The inaugural offering from the new trust is expected either the week of Aug. 19 or the week of Sept. 9, with the issuer hoping to avoid the Labor Day holiday. The first deals from similar master note trusts in the past have featured single-A and triple-B rated classes in advance of the triple-A rated senior offerings.

Despite the main purpose of educating investors about the unique twist that differentiates Cap One's de-linked issuance vehicle from the structures already in the market, most questions centered upon the recently announced Memorandum of Understanding (MOU) and its outlook for future growth. The feature, dubbed "scaling" by lead manager Salomon Smith Barney, is meant to remove the extension risk associated with having senior notes supported by subs of varying tenors.
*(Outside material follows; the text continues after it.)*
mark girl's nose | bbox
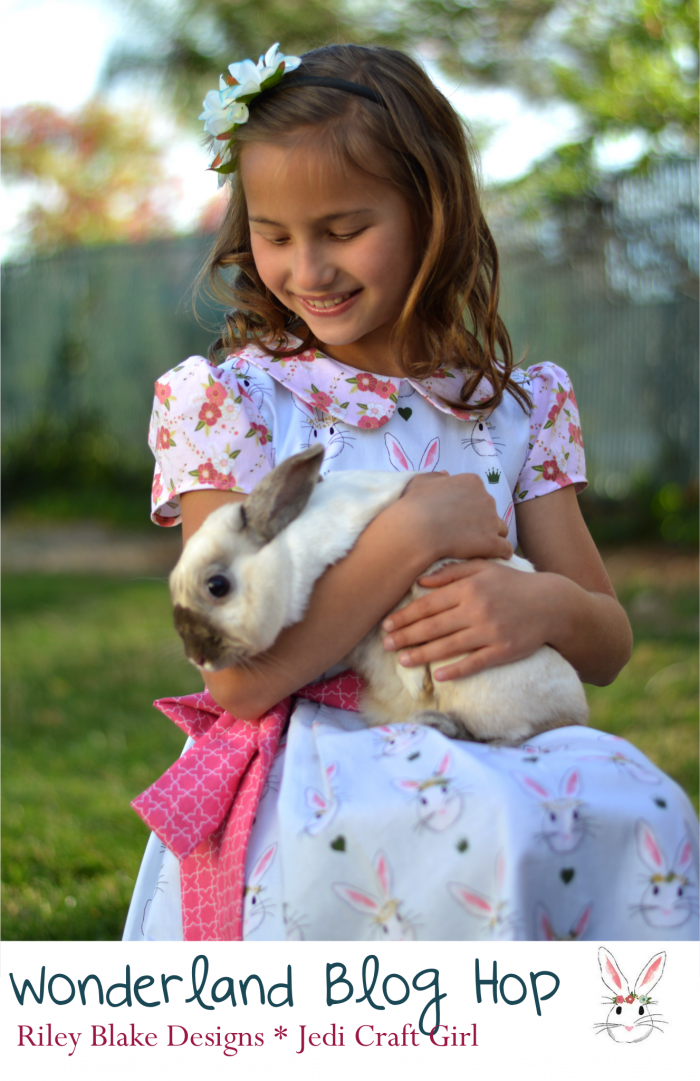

Capital One told buysiders that it expects portfolio growth of 30% for this year and anticipates 20% to 25% growth in 2003. As for collateral performance, chargeoffs, currently at 4.36%, are expected to rise to somewhere in the low-to-mid 5% range through mid-2003. Chargeoffs for the entire industry are expected to increase across the board, assuming bankruptcy reform is signed into law by the end of this year as consumers rush to file before the environment becomes less debtor friendly.

Capital One told investors that the MOU was more a function of regulatory concerns over lenders involved in subprime lending than any activities of Cap One in particular. "After four months of review, regulators looked carefully at three aspects of our operations - asset quality, accounting methods and account management -we had been in compliance with all three," said company spokesman Jim Rothberg.

Cap One also reported to investors its operating cost per account was $70, down from the $92 per account it reported in the second quarter of 1999. Currently Capital One says its cost per account is lower than any other monoline credit card issuer and in line with large diversified banking entities.

FICO distributions, which roiled the ABS market when released in conjunction with second quarter earnings, are not something the company plans to report on a regular basis. As Rothberg notes, that sort of information is not easy to gather and does not change dramatically over time.